Genau solch etwas wird für die Madsack-Blätter künftig nicht möglich sein. Denn: Der Verlag entzieht ja seine wichtigsten Inhalte dem öffentlichen Diskurs. Künftig werden sie nicht mehr über Social Media weiterempfohlen und dürften auch aus Google weitgehend rausfallen. Gleichzeitig sinken die Online-Werbeeinnahmen drastisch ab – jener Bereich, der weiter kräftig wächst. Im Februar waren es laut Nielsen 13,9% plus gegenüber dem Vorjahresmonat. Zum Vergleich: Der Wert für Tageszeitungen betrug minus 4,4%.

Die Redaktionsmitglieder werden – so lange das Unternehmen sie noch bezahlt – für eine stetig sinkende Zahl von Lesern schreiben. Die Bedeutung des Traditionshauses wird marginalisiert, die Einnahmequellen werden immer dünner fließen. Aber das Hauptgeschäftsziel von Madsack ist ja laut Geschäftsbericht das Aufkaufen anderer Zeitungshäuser und die Ausnutzung von Synergien.
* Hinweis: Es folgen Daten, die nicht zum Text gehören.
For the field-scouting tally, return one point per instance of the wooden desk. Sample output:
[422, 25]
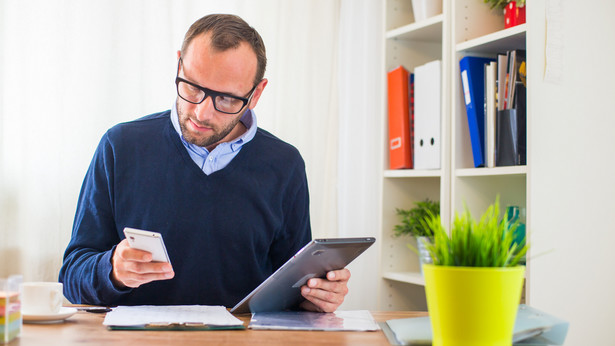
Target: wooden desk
[85, 328]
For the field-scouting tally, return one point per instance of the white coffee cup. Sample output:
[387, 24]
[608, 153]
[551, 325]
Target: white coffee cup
[41, 298]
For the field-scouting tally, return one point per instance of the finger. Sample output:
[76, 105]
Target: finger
[129, 254]
[139, 273]
[135, 280]
[339, 275]
[340, 287]
[147, 267]
[313, 303]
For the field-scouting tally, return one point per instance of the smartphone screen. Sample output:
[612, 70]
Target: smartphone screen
[147, 241]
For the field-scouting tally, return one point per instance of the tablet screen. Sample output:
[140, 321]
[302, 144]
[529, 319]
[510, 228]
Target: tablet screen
[281, 290]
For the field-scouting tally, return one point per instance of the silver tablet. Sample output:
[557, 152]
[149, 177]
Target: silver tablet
[281, 290]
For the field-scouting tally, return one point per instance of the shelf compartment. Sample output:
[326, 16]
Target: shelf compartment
[480, 172]
[429, 30]
[406, 277]
[412, 173]
[499, 41]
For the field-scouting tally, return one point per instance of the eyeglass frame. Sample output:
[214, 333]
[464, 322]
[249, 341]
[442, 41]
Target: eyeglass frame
[211, 93]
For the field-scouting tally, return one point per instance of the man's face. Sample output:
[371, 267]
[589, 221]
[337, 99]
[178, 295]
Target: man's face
[230, 72]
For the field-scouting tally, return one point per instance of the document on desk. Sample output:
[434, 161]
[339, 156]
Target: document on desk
[359, 320]
[171, 317]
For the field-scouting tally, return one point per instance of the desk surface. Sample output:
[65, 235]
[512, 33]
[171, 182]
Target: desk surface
[85, 328]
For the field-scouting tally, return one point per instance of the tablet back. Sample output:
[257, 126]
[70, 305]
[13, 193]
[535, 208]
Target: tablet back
[281, 290]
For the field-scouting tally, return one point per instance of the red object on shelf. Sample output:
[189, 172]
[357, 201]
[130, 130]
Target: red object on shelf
[513, 15]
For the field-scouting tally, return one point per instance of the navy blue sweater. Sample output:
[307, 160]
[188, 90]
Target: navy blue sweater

Die anderen Verlage und deren Mitarbeiter dürfen sich dann wohl auf ein vergleichbares Vorgehen einstellen – aus Prinzip.
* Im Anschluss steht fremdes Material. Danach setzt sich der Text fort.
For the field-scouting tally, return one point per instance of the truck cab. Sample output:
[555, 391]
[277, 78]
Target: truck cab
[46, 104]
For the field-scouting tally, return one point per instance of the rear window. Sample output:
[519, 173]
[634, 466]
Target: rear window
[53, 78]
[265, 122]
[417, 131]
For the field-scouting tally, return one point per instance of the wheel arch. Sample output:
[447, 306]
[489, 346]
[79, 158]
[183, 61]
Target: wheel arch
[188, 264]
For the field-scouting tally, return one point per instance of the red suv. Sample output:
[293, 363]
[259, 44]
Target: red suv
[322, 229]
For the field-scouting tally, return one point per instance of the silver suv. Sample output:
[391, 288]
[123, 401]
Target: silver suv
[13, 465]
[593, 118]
Und irgendwann, wird sich das Management die Augen reiben, weil Madsack ein wirtschaftliches Problem bekommt. Denn das Internet ist ein gewaltiges Königreich des Kunden geworden. Und der findet für fast alles einen Ausweichanbieter, der ihm offeriert, war er sich wünscht.

Schon bald wird es sehr, sehr still werden im Gasthaus „Zum Prinzip“ im Herzen Hannovers.


Kommentare


FF 12. März 2012 um 22:05

Jo. Mal eine richtig unerlaubte off-the-record-Bemerkung: schon der Name „Madsack“ ist doch absolut unbezahlbar.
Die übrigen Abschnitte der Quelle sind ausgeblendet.